Это замечание может навести на раздумья о том, а сколько ещё таких “интуитивно очевидных” понятий, концепций, теорий и прочего мы используем для описания реальности, полагая их за сущность самой реальности? Поразмыслив в эту сторону, можно составить внушительный список, способный свести с ума обывателя. Но для расширения собственной картины мира упражнение полезное.

А если задуматься о решении задачи расширения картины мира, то можно ведь и додуматься до мысли, что расширять картину можно по-разному. Принципиально по-разному. Можно очертить границу известного, всё что за ней назвать terra incognita, и далее методично разведывать и присоединять новые земли. А можно сделать ход конём: направить внимание не на содержание самой картины, её достаточность, непротиворечивость и другие свойства, а на принципы, на которых построено её описание. Как с геометрией в описании пространства. Описать его не на евклидовом языке, который нам известен со школы, а на языке Лобачевского, например. И не окажется ли тогда вдруг, что часть границ, которые казались естественными, а порой и незыблемыми, окажутся вдруг мнимыми? А что-то, наоборот, описанное и ясное, окажется всего лишь иллюзией?

Вопрос только в том, что может быть тем основанием, отрешение от которого способно совершить такой переворот сознания без напрасного усложнения усвоения картины реальности. Геометрия навряд ли. Да, совершенных прямых в действительности не существует. И даже свет перемещается не по прямой, как учат в школе и на первых курсах физмата. Но на бытовом и даже планетарном уровне отклонения настолько невелики и для их описания требуется настолько сложный математический аппарат, что мы можем этим попросту пренебречь. Эвклидова геометрия, пожалуй, занимает своё заслуженное место в наших представлениях об окружающем пространстве. Может, что-то ещё, что касается самого что ни на есть бытового и насущного? И, кто знает, может, это что-то ещё пошатнёт и евклидов подход к наблюдению за окружающим миром?

Вероятно, ответ на этот вопрос может оказаться неоднозначным, и, скорее всего, таких ответов множество. Но один из них лежит буквально под носом.

Этот ответ — время.

Давайте попробуем покачать этот axis mundi обывательской картины. Начнём с рассуждений о том, откуда мы вообще взяли такое понятие как время, и что мы под ним на самом деле понимаем.
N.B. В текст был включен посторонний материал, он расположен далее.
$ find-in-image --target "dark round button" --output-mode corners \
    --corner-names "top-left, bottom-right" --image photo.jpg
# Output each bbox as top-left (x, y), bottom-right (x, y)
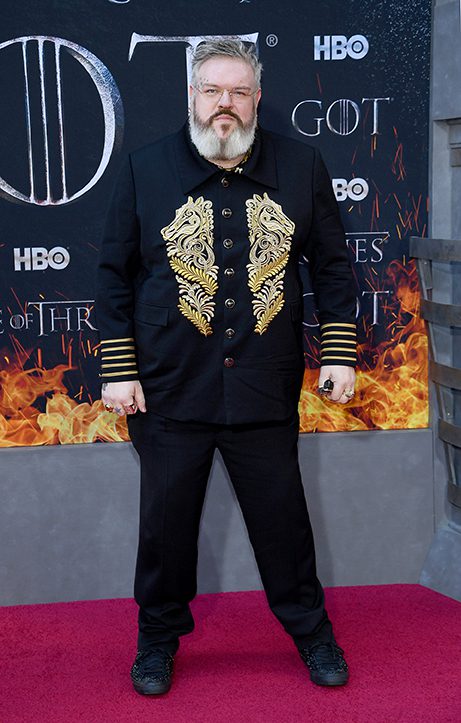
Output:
top-left (221, 177), bottom-right (230, 188)
top-left (223, 238), bottom-right (233, 249)
top-left (222, 208), bottom-right (232, 218)
top-left (224, 357), bottom-right (235, 368)
top-left (225, 328), bottom-right (235, 338)
top-left (225, 298), bottom-right (235, 308)
top-left (224, 267), bottom-right (235, 276)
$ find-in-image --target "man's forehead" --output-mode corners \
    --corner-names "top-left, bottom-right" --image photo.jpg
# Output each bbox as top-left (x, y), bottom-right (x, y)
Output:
top-left (197, 56), bottom-right (255, 85)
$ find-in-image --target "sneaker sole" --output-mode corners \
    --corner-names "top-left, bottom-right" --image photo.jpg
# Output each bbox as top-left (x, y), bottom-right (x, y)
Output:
top-left (132, 679), bottom-right (172, 695)
top-left (310, 671), bottom-right (349, 686)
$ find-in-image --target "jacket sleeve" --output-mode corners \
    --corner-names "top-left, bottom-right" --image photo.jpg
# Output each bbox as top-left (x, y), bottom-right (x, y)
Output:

Отбросим чепуху вроде “мера длительности существования объектов”. Она вызывает слишком много вопросов: а что есть длительность? А где границы этих объектов? Какой критерий объективности? Яблоко — объект? А идея? Ведь мир даётся нам в первую очередь не в объектах и их длительности, а в ощущениях. Как мы их (ощущения) фиксируем для последующего осознания?

В первую очередь мысленно. Мысли же наши выстраиваются в последовательность. Не мыслить мы умеем: хоть это и не такой простой навык, как может показаться. А вот думать одновременно две мысли — нет. Мы можем создавать иллюзию одновременности, —быстрым переключением между мыслями, — но, тем не менее, в каждый момент ум захватывает толко одну мысль. А всего мыслей много и они за счёт дискретности ума (не сознания или мышления, а именно ума, нельзя путать эти различные понятия) выстраиваются в последовательность. То есть у каждой мысли есть соседи. Одного соседа мы называем предшествующей мыслью, другого — последующей. Соответственно одну половину последовательности мы называем прошлым (уходящим в бесконечность, в которой мы настойчиво ищем начало), а другую будущем (тоже уходящем в бесконечность, где мы обязательно пророчим конец). А саму последовательность — потоком сознания. Пытаясь как-то обозначить интенсивность или напор этого потока, мы вводим понятие времени.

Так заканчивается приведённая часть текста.